Da ich nicht sicher war, ob Sie nach den unerfreulichen Correspondenzen mit T. es noch für angezeigt hielten, ihm die Recension über Stünkel zuzustellen, so habe ich sie ihm vor 8 – 10 Tagen im Aushängebogen gesandt, – ohne bis jetzt eine Aeußrung von ihm darüber zu vernehmen.

Schreiben Sie mir gelegentlich doch ein paar Worte über das 1. Heft der Zeitschrift: wie Ihnen Einrichtung, Ausstellung u. dgl. gefällt, und was Sie der Abändrung bedürftig halten. Ich würde Ihnen dafür sehr dankbar sein. Separatabdrucke und Honorar hat N. wie er mir gestern schrieb, versandt, beides wird also schon in Ihren Händen sein.

Mit herzlichen Grüßen

Ihr

G. Gröber


1 Von „Werthester Herr College!“ bis „...Ist noch Weitres erschienen?“ vgl. Storost, Hugo Schuchardt und die Gründungsphase, 1992, 62-63.

2 Appello agli studiosi italiani concernente la "Fondazione Diez", zuerst erschienen als Flugblatt (20. 4. 1877), später abgedruckt im AGI 4, 1878, 425-428.

3 Der Leipziger Germanist Friedrich Zarncke (1825-1891) hatte 1850 das Rezensionsorgan Litterarisches Centralblatt für Deutschland gegründet. In der Nummer vom 21.4.1877, S. 582, veröffentlichte er einen Hinweis auf die Gründung des österr. Diez-Komitées, vgl. Storost, Hugo Schuchardt und die Gründungsphase, 1992, 66, Anm. 107.

4 ZrP 1, 1877, 488 u. 581. Auf S. 488 heißt es: „Eine erste Liste des Pariser Comités, die Herr G. Paris in der Romania (N° 22) veröffentlichte, weist die Summe von 875 Frcs. auf“.

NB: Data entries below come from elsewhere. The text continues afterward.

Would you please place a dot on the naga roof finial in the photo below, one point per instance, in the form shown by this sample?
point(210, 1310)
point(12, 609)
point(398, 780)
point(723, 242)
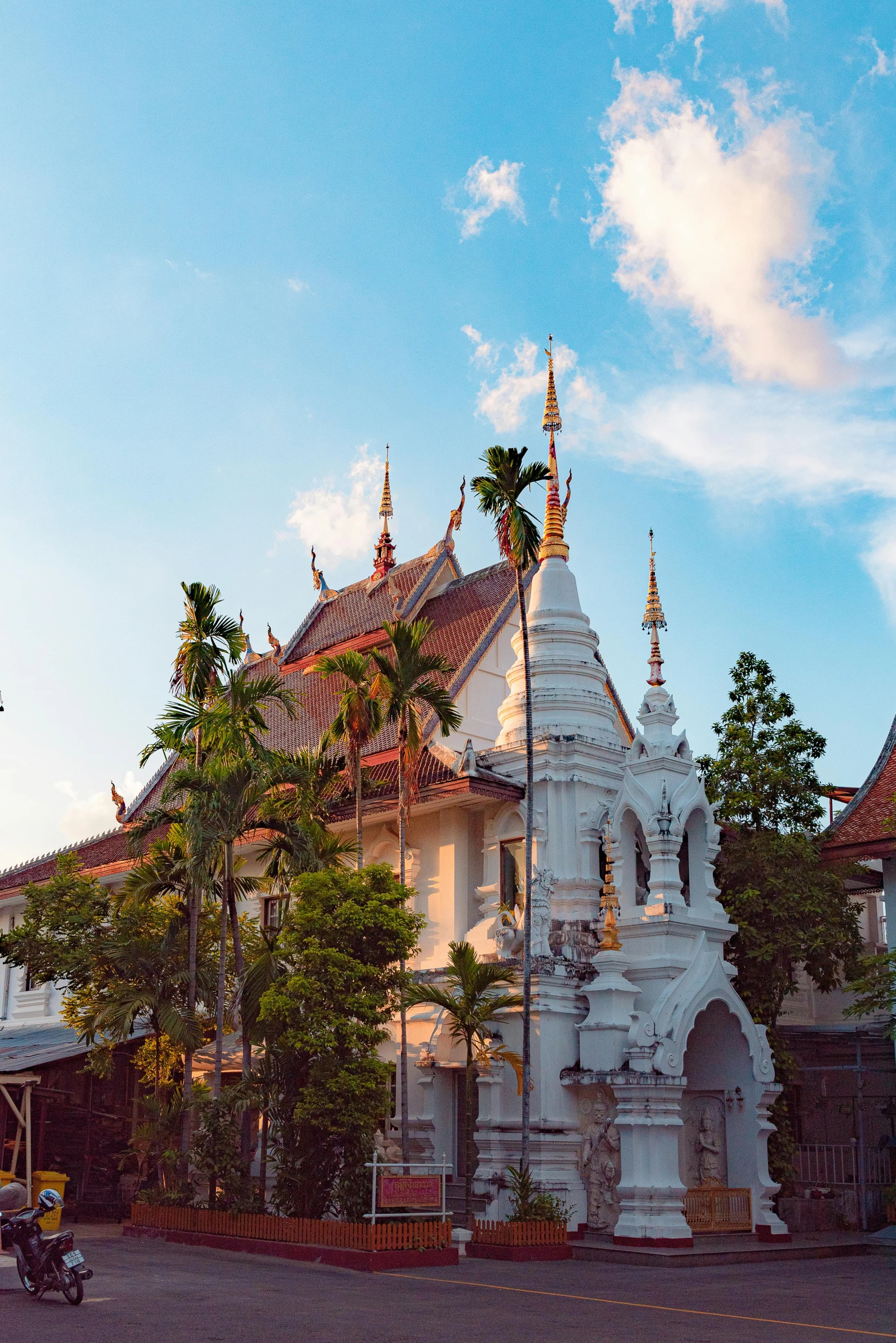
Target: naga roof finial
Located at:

5 Romania 6, 1877, 158. Seine persönliche Bemerkung lautet: „Nous n’avons pas besoin de dire que l’œuvre entreprise par le comité de Berlin a toute notre sympathie. Nous serions heureux que la France contribuât pour une large part à encourager des études auxquelles elle doit tant, et à rendre honneur au maître vénéré qui a été, chez nous aussi, l’initiateur du mouvement philologique actuel. Nous engageons donc nos lecteurs à contribuer, autant qu’ils le pourront, à donner de la publicité à l’appel du Comité Diez. Nous accueillerons aussi avec plaisir les suggestions qu’on pourrait nous adresser relativement au meilleur emploi à faire des fonds recueillis. Le comité n’ayant pas encore de vues absolument arrêtés à ce sujet, il nous semblerait bon que les diverses opinions qui peuvent se former se produisissent en public“ (159).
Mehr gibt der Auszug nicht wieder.